Gila River Indian Community Builds New School
The Bureau of Indian Education is responsible for schools on reservations across the country. Many of their schools are aging and in disrepair - some are more than 100 years old. There’s a significant backlog of renovation and replacement projects at the bureau, and the Gila River Indian Community couldn’t wait for a new school.
The community came up with an innovative way to get a new school. They financed and rebuilt the Gila Crossing Community School, and leased it back to the federal government.
“Our students deserve a quality education – so it was incumbent upon us to think creatively to bring new solutions to long-term problems,” tribal Gov. Stephen Lewis said. The Gila Crossing Community School is the first school to have been constructed under the program.
The community broke ground on the school in 2018; construction finished this month.
“Through this partnership we have created a learning environment that will ensure our students can thrive in a state-of-the-art facility and importantly, our Akimel and Pee-Posh traditions and values are apparent throughout the school,” Lewis said.
Congress approved funding in the fiscal 2019 budget for the Bureau to lease the school from the Gila River community.
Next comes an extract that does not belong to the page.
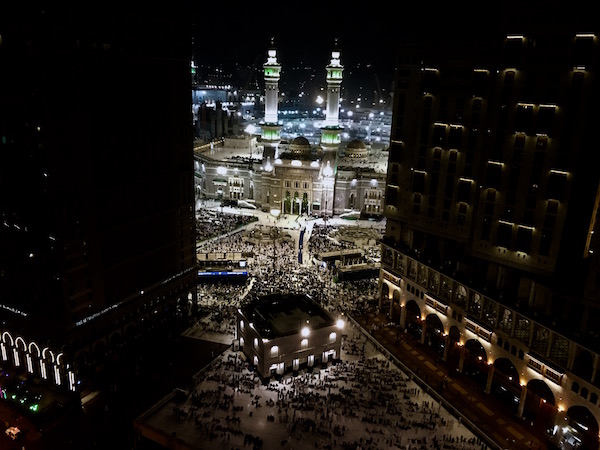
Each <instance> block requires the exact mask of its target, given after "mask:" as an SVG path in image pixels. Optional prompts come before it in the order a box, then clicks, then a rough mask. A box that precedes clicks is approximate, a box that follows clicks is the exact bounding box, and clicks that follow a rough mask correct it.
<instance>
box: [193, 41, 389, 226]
mask: <svg viewBox="0 0 600 450" xmlns="http://www.w3.org/2000/svg"><path fill="white" fill-rule="evenodd" d="M340 55H341V53H340V51H339V50H333V51H332V52H331V61H330V63H329V64H328V65H327V67H326V68H325V69H326V76H327V106H326V109H325V111H326V118H325V120H324V121H323V120H322V121H321V122H322V123H320V124H318V125H319V126H318V128H319V129H320V142H319V143H318V144H311V142H310V141H309V140H308V139H307V138H306V137H305V136H301V135H298V136H296V137H294V138H292V139H290V140H286V139H282V138H281V128H282V124H283V122H282V121H281V120H280V119H279V118H278V103H279V98H278V96H279V90H278V82H279V78H280V73H281V65H280V64H279V62H278V60H277V49H275V48H274V47H271V48H270V49H269V50H268V52H267V60H266V62H265V63H264V65H263V69H264V77H265V101H264V105H265V114H264V119H262V120H261V121H260V122H259V123H258V124H256V126H254V131H247V132H246V133H245V134H243V135H231V136H227V137H224V138H222V139H220V140H217V141H212V142H197V143H196V144H195V148H194V158H195V180H196V198H197V200H200V201H201V200H202V199H213V200H219V201H221V202H222V204H228V205H231V204H233V205H235V204H237V205H238V206H245V207H250V208H259V209H262V210H263V211H267V212H271V213H272V214H273V215H274V216H276V217H278V216H279V215H280V214H299V215H308V216H316V217H331V216H333V215H340V214H342V213H348V212H355V213H357V215H358V213H360V217H362V218H374V219H381V218H383V206H384V193H385V179H386V173H387V157H388V149H387V147H386V148H383V149H374V148H372V146H371V145H370V144H367V143H365V142H363V141H361V140H359V139H352V140H349V141H347V142H343V141H342V132H343V130H344V127H343V126H341V125H340V123H339V108H340V92H341V84H342V74H343V69H344V67H343V65H342V64H341V58H340ZM247 130H248V129H247Z"/></svg>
“This is a great partnership between the Gila River Indian Community and the Department of Interior.” U.S. Sen. Martha McSally said. “I hope the federal government can learn from this great Arizona example and utilize this to meet tribal education needs across the United States.”
“Our goal was to work with the Department of the Interior to construct a new school where our children would be able to walk through the halls of a new, safe and clean school that they can be proud of as we provide them with an appropriate education to equip them for careers and higher education,” said Anthony Villareal Sr., a Gila River Community Councilman.
The first day of classes for the school’s 500 students will be Aug. 1.